All businesses were undoubtedly hit by the pandemic, but small businesses were the ones to suffer most. Businesses with fewer than 100 employees have been hit the hardest, with nearly 30 million jobs being put at risk. Almost half of these jobs involve industries such as healthcare, social assistance, construction, retailing, accommodation, and food. A lot of these people are workers with lower educational attainment and wages. The major danger that sits behind these numbers is the fact that, unfortunately, those who can’t afford it will be the ones suffering the most significant consequences.
Back in May, a survey on 1,500 small business owners throughout the U.S. revealed nearly 75% of them fear they may not be able to exist for more than three months if drops in sales continue to increase.
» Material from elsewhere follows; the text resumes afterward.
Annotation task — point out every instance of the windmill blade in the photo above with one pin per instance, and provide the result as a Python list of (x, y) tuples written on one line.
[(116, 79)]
Things seem to be slowly changing for the better in the past few months, but businesses still fear uncertainty. The Census Bureau reported at the end of June that 38% of small businesses were expecting a large negative effect from the pandemic. While this is not a satisfactory percentage, it is slightly better than the 51% reported two months prior.
When it comes to customer demand, the situation was looking very grim in April, when 80% of small businesses were serving fewer customers than they did before. In mid-June, the number was reduced to two thirds – a significant improvement.
Even though the COVID-19 pandemic is far from being over, things seem to be slowly headed towards a growth path, especially for the economy, but many people are struggling to financially recover from the hit.
If you have been in this situation and you don’t know where to start, here is what you can do to get yourself back on track:
Start by examining how much your life actually costs and what you can do to cut down on some of these expenses. What are the things that you are not using these days? Maybe you have travel insurance because you used to travel a lot pre-Coronavirus, but now that you can’t actually benefit from it, it may be better to give up your policy and redirect that money towards necessities. Ditch restaurant meals, gym subscriptions, and try to reduce any other recurring expenses, and you will be able to save some money. This can include lowering your data package or ditching cable for a while.
Interest rates can really take a toll on your finances, especially in a period like this. Even as little as a 1% decrease in interest rates can make a significant difference in your overall financial wellness. Consider refinancing your home or taking out a bigger installment loan to cover your credit card or other small loans that have been accumulating over the years. Sit down, reevaluate your options, and try to come up with a solution that benefits your household.
Moving house during a pandemic sounds a little bit drastic, but there is no reason to remain in a huge home if you can’t afford it anymore. If you are renting, consider switching to a smaller apartment, at least for a while, until you get back on your feet. If the city you live in has been heavily hit by the pandemic, maybe moving is not such a bad idea. With businesses allowing employees to work remotely now, it is expected that many people will be moving from big cities and towards smaller, less expensive towns.